Warning that the end of cash was sending a chill through many parts of the country, former Nationals MP Andrew Gee on Monday introduced a private member’s bill that would require businesses to offer cash as a form of payment.

Cash use has collapsed over the past 20 years, with the COVID pandemic accelerating the process. In 2007, about 70 per cent of all transactions were made with cash, but this has now fallen to 13 per cent.

This drop has affected the cash movement business. After being approved to merge with rival Prosegur in mid-2023, Armaguard has warned its cash transportation business is unsustainable.

Banks and large retailers have been given until October by the competition watchdog to find a way to ensure the continued movement of cash around the country.

Gee said older Australians, people in rural areas and shoppers who valued their privacy were unhappy about the disappearance of cash, which had also led many retailers to introduce surcharges on non-cash payments.

He said that even though cash use had collapsed, that did not mean businesses should be entitled to stop taking Australia’s famous notes as legal tender. Australia was the first nation to introduce polymer banknotes, and they are often referred to by colloquial names because of their bright colours – a $5 note is a prawn or pink lady, $10 a blue swimmer, $20 a lobster and $50 a pineapple.

Gee said: “I don’t think it is too late because many Australians, particularly senior Australians, who are the heaviest users of cash, still want the freedom to use it, and why shouldn’t they have that freedom?

“And I think while … we have Australians out there who have concerns about using card and online banking, then we should give them the option of cash, and I don’t think it’s too much to ask.”

Under his proposal, which was supported by fellow independents including Bob Katter and Dai Le, individuals who prevented a cash payment of less than $10,000, would be fined up to $5000. Businesses would face a $25,000 fine.

Exceptions would be allowed in certain cases, including where there was a health order in place or if the use of cash would pose a “reasonable” security risk.

Le said that in her western Sydney seat of Fowler, many shoppers and retailers remained wedded to cash, in part because of mistrust of the financial system.

“It’s vital for our community in western Sydney, and in particular culturally and linguistically diverse communities because a lot of them do not trust the banking system,” she said.

While cash use is collapsing, cheques have almost disappeared from the payments system. The federal government is phasing out the cheque system by 2030. The number of personal cheques issued in Australia has fallen by 97 per cent over the past 20 years.

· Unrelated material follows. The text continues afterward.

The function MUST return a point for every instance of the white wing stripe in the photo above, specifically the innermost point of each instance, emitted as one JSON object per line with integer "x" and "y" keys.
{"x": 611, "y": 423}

Gee said that while saving cash, there was scope to look at the use of cheques as well.

The Reserve Bank has found that about 94 per cent of all merchants still accept cash for payment.

Late last year, Treasurer Jim Chalmers told this masthead that authorities and major companies would have to think creatively about ensuring cash continued to be supplied across the community.

A spokesman for the treasurer said the government believed in the ongoing use of cash across the economy.

“We understand the important role cash plays in our economy and are committed to ensuring Australians have continued and reliable access to cash,” he said.

The proposal follows last month’s Senate inquiry into rural banking services, which recommended the government guarantee “reasonable access to cash and financial services” for all Australians.

Labor members of that Coalition-dominated inquiry said the cash system provided resilience to the payments system at times of natural disaster, crises and network outages.

The proposal faces an uphill battle to become law. Since Federation, more than 650 private members’ or senators’ bills have been introduced into parliament. Just 30 have become law.

The last to pass was in 2017, when Liberal senator Dean Smith’s bill on same-sex marriage changed the definition of a marriage to the union of two people to the exclusion of all others.